Pedro ha dejado la existencia terrena, pero no el debate. Pese a no pasar la prueba de Gordon Gallup (o prueba del espejo), no siendo autoconsciente, a diferencia de elefantes, grandes simios, córvidos o cetáceos, es polémico si él, como cualquier otro animal, cuanto menos los antiguamente denominados “superiores”, es sujeto de derechos. Para Aristóteles, los animales no sólo no eran titulares de derechos, sino que “para todos ellos es mejor estar gobernados por el ser humano, pues así obtienen seguridad”. En Roma, y para nuestro propio Código Civil hasta tiempos muy recientes, la consideración de los animales era de “cosa” (requiriendo los animales de tiro –los caballos y asnos, parientes del rinoceronte, por ejemplo– mayores requisitos para su transacción: res mancipi, como los esclavos). Kant consideró que pudieren ser, indirectamente, sujetos de un cierto respeto moral. Buena parte de la discusión actual estriba en si hace falta ser un “animal racional” para gozar de derechos, por más que Jeremy Bentham ya hablara de que la clave no es el raciocinio o la capacidad de hablar, sino si pueden sufrir.

Autores como Peter Singer, encontrando seguidores en España con propuestas como el fallido Proyecto Gran Simio, abogan por el reconocimiento y cuasi equiparación de gorilas, bonobos, chimpancés u orangutanes con el ser humano o, como le llama Desmond Morris, “mono desnudo”. Por su parte, paradójicamente, tal vez el más célebre de los etólogos-primatólogos actuales, Frans De Waal, considera que los animales no tienen formalmente derechos (lo cual no implica que no deban ser respetados ni mucho menos) porque “dar derechos a los animales se basa totalmente en nuestra buena voluntad. Por consiguiente, los animales solo tendrán aquellos derechos que estemos dispuestos a darles”. Quizás quepa distinguir entre “tener” y “ejercer” y saber buscar los intermedios y soluciones de compromiso entre la tradición grecolatina y los radicales postulados acusadores de “especismo”.
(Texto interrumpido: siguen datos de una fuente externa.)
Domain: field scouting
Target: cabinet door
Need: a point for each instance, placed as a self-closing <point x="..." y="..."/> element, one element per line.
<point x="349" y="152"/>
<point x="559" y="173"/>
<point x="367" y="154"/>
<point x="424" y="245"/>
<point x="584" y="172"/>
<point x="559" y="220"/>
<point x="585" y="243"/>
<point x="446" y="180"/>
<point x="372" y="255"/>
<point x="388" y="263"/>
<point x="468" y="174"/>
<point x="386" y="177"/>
Más allá de la eterna, y quizá interminable, discusión moral y jurídica, no existe naturaleza ajena a lo humano ni humano que no forme parte de la naturaleza. Vivimos en lo que algunos denominan Antropoceno y toda la vida en la Tierra, al menos la de cierto tamaño, depende de nosotros. No cabe duda de que la libertad siempre será preferible al cautiverio, pero negar la necesidad de mecanismos de salvaguardia y preservación es como querer vivir en una sociedad de ángeles sin penas ni cárceles.

El ciervo del Padre David, el bisonte europeo, el caballo de Przewalski… son especies que han sobrevivido gracias a la existencia de resortes en cautiverio. Siguiendo el planeta los actuales derroteros es imprescindible que persistan individuos de especies protegidas en espacios libres de amenazas. ¿Pero son necesarios los parques zoológicos? Pedro nos ha dejado y difícilmente verá Barcelona un nuevo rinoceronte. En Madrid los hay blancos e indios e incluso crían en Benidorm estos últimos. ¿Cuál es el equilibro entre exhibición y conservación, entre protección y cautiverio?

En términos geológicos nuestra época será sin duda la Sexta Extinción, pero, si alguna especie racional nos sobrevive, se estudiará sumando todas las especies de megafauna extintas en menos de un millón de años (véase al mamut, al dientes de sable, al rinoceronte lanudo o al perezoso gigante –siendo el primero que se describió u holotipo, por cierto, el presente en el Museo Nacional de Ciencias Naturales de Madrid–, por poner algunos ejemplos). La escala geológica es abrumadora frente a la existencia humana, y un millón de años acaso le parezca a nuestro planeta Tierra un telediario. El caballo “ha evolucionado” siendo un perisodáctilo útil y querido para el hombre (un superviviente de la Edad de Hielo) garantizando su existencia, lo mismo que el resto de nuestros animales domésticos (que superan, y en mucho, según recientes estadísticas, a los niños recién nacidos). No hay naturaleza sin ser humano, ni humano sensible, y que le conociera, que no vaya a extrañar a Pedro. Difícilmente no preguntarán más por él mis sobrinos cuando volvamos a visitar el Zoo de Barcelona… ¡Adiós, entrañable embajador de nuestra más querida fauna planetaria! ¡Adiós, Pedro!